Dr. Mario Prades

Dr. Mario Prades

Académico Licenciatura en Historia Universidad Andrés Bello

Opinión

La carta de Francisco: ¿Cuestión de comunicación?

Pope Francis gestures during the Wednesday general audience in Saint Peter's square at the Vatican, April 11, 2018. REUTERS/Remo Casilli POPE-GENERALAUDIENCE/

La ya famosa carta del papa Francisco a los obispos chilenos ha desatado una ola de rumores y especulaciones sobre los cambios que el Pontífice realizará en la Iglesia de Chile, una vez que se reúna en Roma con algunas de las víctimas de Fernando Karadima, a finales de mes, y con los obispos chilenos, en mayo.

¿Qué ha cambiado respecto aquellas desafortunadas declaraciones de hace unos meses, en las que el Papa tildaba de “calumnias” las acusaciones contra Barros?
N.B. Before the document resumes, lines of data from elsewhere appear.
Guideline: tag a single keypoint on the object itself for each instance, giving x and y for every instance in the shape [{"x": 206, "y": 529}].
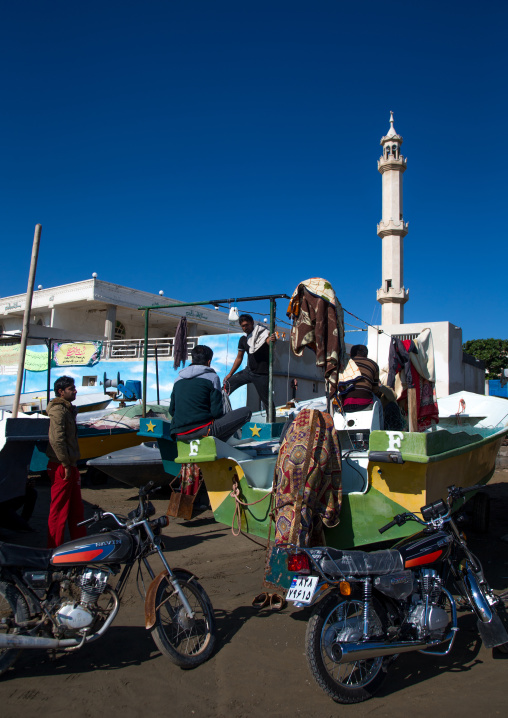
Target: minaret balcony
[
  {"x": 393, "y": 295},
  {"x": 385, "y": 229},
  {"x": 390, "y": 163}
]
El informe elaborado por el obispo de Malta, Charles Scicluna, parece haber sido definitivo y aclaratorio a ojos de Bergoglio.

En su carta Francisco afirma que ha incurrido en “graves equivocaciones de valoración y percepción de la situación, especialmente por falta de información veraz y equilibrada”. Con esta frase puso en entredicho a los prelados que serían responsables de desinformar al Pontífice: el obispo José Barros; el nuncio apostólico, Ivo Scapolo; el arzobispo de Santiago, Ricardo Ezzati; y el cardenal Francisco Javier Errázuriz.

La cuestión no es menor. La información es uno de los bienes más preciados en esta sociedad global, pues permite acceder al conocimiento y con él, a mayor poder. En este caso, el poder para cambiar la situación actual de la Iglesia chilena.

Por eso, si Francisco busca, como expresa en su carta, “reparar en lo posible el escándalo y restablecer justicia”, no basta con destituir a algunos de los implicados en este asunto, es necesario mejorar el acceso a una compleja red de información, sin trabas ni deformaciones. Limitarse a sustituir algunos de los nodos de esa red podría no ser suficiente, se requiere un cambio sistémico. Un buen inicio sería mejorar la transparencia y el acceso público a la información relativa a este tipo de casos, un bien encaminado a “restablecer la confianza rota por nuestros errores y pecados”, tal como pretende Bergoglio.

El auge de neologismos como “fake news” y “pos verdad” dan cuenta de cómo, en la era de la información, estamos más desinformados que nunca. La opacidad, el secreto y la simulación no pueden formar parte del modo de hacer de la Iglesia. Para restablecer la confianza es necesario garantizar los canales de comunicación con una comunidad católica cada vez más mermada. Es cuestión de supervivencia.